[Eurchap] What is the Invisible Web? A Crawler Perspective

Thu Jun 17 11:22:34 EDT 2004

Accepted abstract from the forthcoming ASIST-AoIR workshop
http://www.asis.org/Chapters/europe/announcements/AoIR.htm

What is the Invisible Web? A Crawler Perspective

Natalia Arroyo
Laboratorio de Internet. CINDOC-CSIC
Joaquin Costa, 22. 28002 Madrid. SPAIN

The invisible Web, also known as the deep Web or dark matter, is an
important problem for Webometrics due to difficulties of conceptualization
and measurement. The invisible Web has been defined to be the part of the
Web that cannot be indexed by search engines, including databases and
dynamically generated pages. Some authors have recognized that this is a
quite subjective concept that depends on the point of view of the observer:
what is visible for one observer may be invisible for others. In the
generally accepted definition of the invisible Web, only the point of view
search engines has been taken into account. Search engines are considered to
be the eyes of the Web, both for measuring and searching. 

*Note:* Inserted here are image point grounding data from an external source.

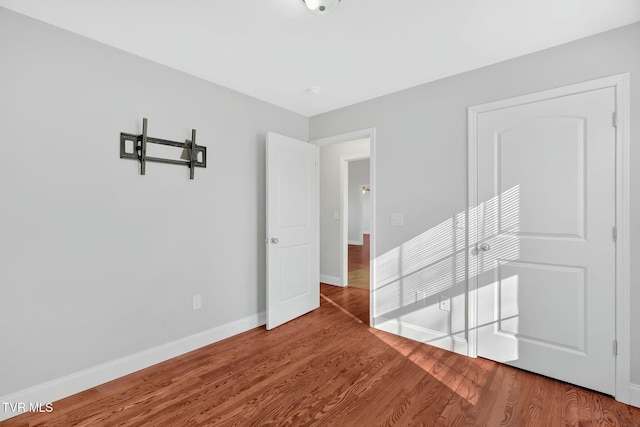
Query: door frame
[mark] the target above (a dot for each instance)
(620, 83)
(344, 254)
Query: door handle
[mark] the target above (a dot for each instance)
(484, 247)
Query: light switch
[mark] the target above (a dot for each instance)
(196, 302)
(397, 219)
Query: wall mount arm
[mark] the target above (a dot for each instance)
(191, 152)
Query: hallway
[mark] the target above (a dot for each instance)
(359, 264)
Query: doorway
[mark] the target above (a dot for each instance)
(336, 153)
(358, 222)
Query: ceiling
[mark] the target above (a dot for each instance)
(278, 51)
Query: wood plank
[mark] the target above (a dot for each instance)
(329, 368)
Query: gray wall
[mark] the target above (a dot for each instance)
(330, 239)
(421, 138)
(98, 262)
(358, 176)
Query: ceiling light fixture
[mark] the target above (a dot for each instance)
(321, 7)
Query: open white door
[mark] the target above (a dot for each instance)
(293, 273)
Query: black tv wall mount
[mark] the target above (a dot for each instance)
(193, 155)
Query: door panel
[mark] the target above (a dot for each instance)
(546, 282)
(293, 282)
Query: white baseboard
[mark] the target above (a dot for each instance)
(417, 333)
(42, 395)
(331, 280)
(634, 395)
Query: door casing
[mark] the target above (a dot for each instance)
(620, 83)
(352, 136)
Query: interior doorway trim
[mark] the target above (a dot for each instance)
(620, 83)
(345, 137)
(344, 213)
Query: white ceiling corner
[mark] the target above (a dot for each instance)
(276, 50)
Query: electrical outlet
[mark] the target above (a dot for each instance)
(197, 302)
(445, 303)
(421, 298)
(397, 219)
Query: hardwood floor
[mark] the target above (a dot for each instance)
(358, 264)
(329, 368)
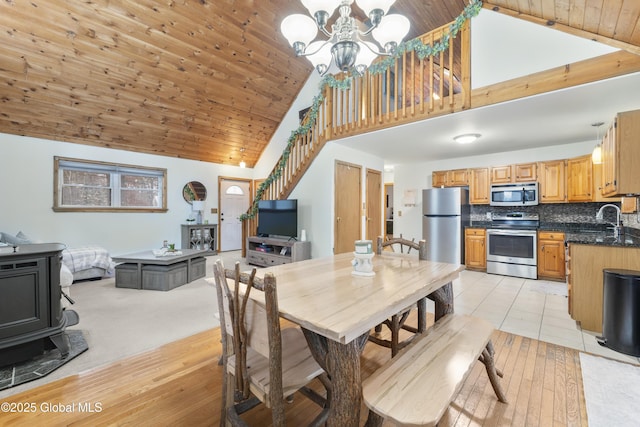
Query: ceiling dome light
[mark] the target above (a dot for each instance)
(467, 138)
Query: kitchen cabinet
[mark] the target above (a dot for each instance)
(501, 174)
(598, 188)
(551, 255)
(457, 178)
(585, 280)
(522, 172)
(580, 179)
(525, 172)
(438, 179)
(551, 176)
(479, 186)
(621, 155)
(475, 252)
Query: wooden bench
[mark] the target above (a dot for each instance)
(416, 387)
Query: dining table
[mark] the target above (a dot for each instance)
(336, 308)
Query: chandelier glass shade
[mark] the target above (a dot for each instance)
(346, 44)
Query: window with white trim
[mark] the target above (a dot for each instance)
(83, 185)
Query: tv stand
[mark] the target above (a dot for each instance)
(268, 251)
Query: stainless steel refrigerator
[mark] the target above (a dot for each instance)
(445, 215)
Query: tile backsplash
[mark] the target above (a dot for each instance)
(584, 213)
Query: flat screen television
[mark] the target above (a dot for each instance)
(278, 218)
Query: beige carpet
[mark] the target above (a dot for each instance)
(118, 323)
(611, 391)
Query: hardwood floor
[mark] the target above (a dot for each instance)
(179, 384)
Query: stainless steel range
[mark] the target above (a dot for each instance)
(512, 244)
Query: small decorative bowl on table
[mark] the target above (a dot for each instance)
(362, 262)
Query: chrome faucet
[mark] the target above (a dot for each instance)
(617, 227)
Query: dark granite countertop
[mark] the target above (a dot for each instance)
(586, 234)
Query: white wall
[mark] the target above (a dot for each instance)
(26, 196)
(504, 47)
(408, 219)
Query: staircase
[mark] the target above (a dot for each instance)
(409, 89)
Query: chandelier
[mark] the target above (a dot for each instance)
(347, 45)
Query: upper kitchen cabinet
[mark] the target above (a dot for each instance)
(621, 156)
(551, 176)
(457, 178)
(479, 186)
(500, 174)
(438, 179)
(580, 179)
(525, 172)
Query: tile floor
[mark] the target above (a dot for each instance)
(532, 308)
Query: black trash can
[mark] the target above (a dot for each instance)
(621, 311)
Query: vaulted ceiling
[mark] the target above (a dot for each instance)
(207, 80)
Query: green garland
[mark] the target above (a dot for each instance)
(422, 50)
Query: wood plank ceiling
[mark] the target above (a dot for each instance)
(208, 80)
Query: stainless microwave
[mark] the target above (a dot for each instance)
(520, 194)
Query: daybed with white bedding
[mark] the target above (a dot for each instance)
(83, 263)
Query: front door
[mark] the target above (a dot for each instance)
(347, 221)
(234, 201)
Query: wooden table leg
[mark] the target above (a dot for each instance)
(342, 364)
(443, 299)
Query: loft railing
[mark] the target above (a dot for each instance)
(409, 90)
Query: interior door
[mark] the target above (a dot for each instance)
(347, 220)
(374, 204)
(234, 201)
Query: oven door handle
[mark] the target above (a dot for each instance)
(513, 232)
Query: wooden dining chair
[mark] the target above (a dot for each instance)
(262, 362)
(398, 321)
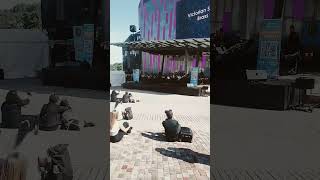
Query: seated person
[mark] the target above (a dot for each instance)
(70, 121)
(114, 95)
(172, 127)
(126, 98)
(50, 115)
(118, 130)
(11, 112)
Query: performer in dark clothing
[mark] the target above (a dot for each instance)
(171, 126)
(50, 115)
(294, 43)
(11, 110)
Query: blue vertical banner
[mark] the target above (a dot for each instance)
(136, 75)
(270, 47)
(78, 42)
(194, 76)
(88, 42)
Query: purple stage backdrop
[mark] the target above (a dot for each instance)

In addition to commercial search engines, other tools have also been used
for quantitative studies of the Web, such as commercial and academic
crawlers. Commercial crawlers are programs developed by software companies
for other purposes than Webometrics, such as Web sites management, but might
also be used for crawling Web sites and reporting on their characteristics
(size, hypertext structure, embedded resources, etc). Academic crawlers are
programs developed by academic institutions for measuring Web sites for
Webometric purposes. 

In this paper, Sherman and Price's "truly invisible Web" is studied from the
point of view of crawlers. The truly invisible Web consists of pages that
cannot be indexed for technical reasons. Crawler parameters are
significantly different to search engines, due to different design purposes
resulting in different technical specifications. In addition, huge
differences among crawlers on their coverage of the Web have been
demonstrated in previous investigations. Both aspects are clarified though
an experiment in which different Web sites, including diverse file formats
and built with different types of Web programming, are analyzed, on a set
date, with seven commercial crawlers (Astra SiteManager, COAST WebMaster,
Microsoft Site Analyst, Microsoft Content Analyzer, WebKing, Web Trends and
Xenu), and an academic crawler (SocSciBot). Each Web site had been
previously copied to a hard disk, using a file-retrieving tool, in order to
compare them with the data obtained by crawlers. The results are reported
and analyzed in detail to produce a definition and classification of the
invisible Web for commercial and academic crawlers.